Forms of space: physical, mental representations, and what we are

I can find three types of space, and the difference between them are interesting. (At least, to me!) And the last one both is and isn’t space.


We are all familiar with physical space. This is the one we can measure, move within, and so on.


The next is one we are equally familiar with, perhaps without noticing. And, in reality, we are more familiar with it.

This is our mental representation of space.

Our mind places our mental images of space on top of the physical space we are currently within, in order to orient and navigate and so there is a mental space to put objects within.

Our mind also creates an image of space beyond the physical space we are currently in, and puts whatever objects we imagine in the wider world within this space.

These mental images of space are essential for us to orient and function in the world.

We can explore these and get a better sense of our mental images of the world by closing our eyes, and noticing how we imagine what’s around us. When we open our eyes, these images are still there as an overlay on our other sense impressions. We can close our eyes and notice our images of the wider world, beyond where we physically are, and that these are images. And we can even notice our image of space itself, stretching out without end, allowing us places to put all these other mental images of objects.


There is a final form of space, which both is and isn’t really space. To talk about this, I first have to mention something about what we most fundamentally are in our own experience.

In one sense, we are this human self in the world.

That’s how we appear to others, and it’s not wrong. In another sense, what we more fundamentally are – in our own direct experience – is something else. We are capacity for our experience of our human self, the wider world, and anything else. We are what our experiences happen within and as.

Some call this space, and I understand why. I can’t find any beginning or end in space. It seems to stretch out infinitely.

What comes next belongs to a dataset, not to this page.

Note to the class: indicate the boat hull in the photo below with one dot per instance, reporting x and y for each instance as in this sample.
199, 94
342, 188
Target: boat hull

At the same time, calling it space doesn’t seem quite accurate.

Our nature seems to be capacity for space, what allows our experience of space. This capacity takes the form of space and allows us to experience space and everything within space.

It seems that what I am, most fundamentally, is capacity for space. Not space itself, although this capacity can certainly take the form of space, and always does. (And when I say “I”, it’s convention. This capacity is also capacity for any sense of I.)


This is from our mental field and is an overlay over the physical space we are within, and also creates our imagined space for the wider world. We imagine space, and put everything we imagine in the world within this imagined space. (Similar to what Kant talked about.)

This imagined space is essential for us to orient and function in the world. And when I say “imagined”, I just mean it literally. It’s literally created by mental images. It’s not meant to belittle it in any way.

And yet another is the space we are, the space allowing these other forms of space. This space seems to appear when mental and/or physical space comes into our experience.

It’s perhaps more accurate to say it’s capacity for space, and this capacity appears as space when we experience space.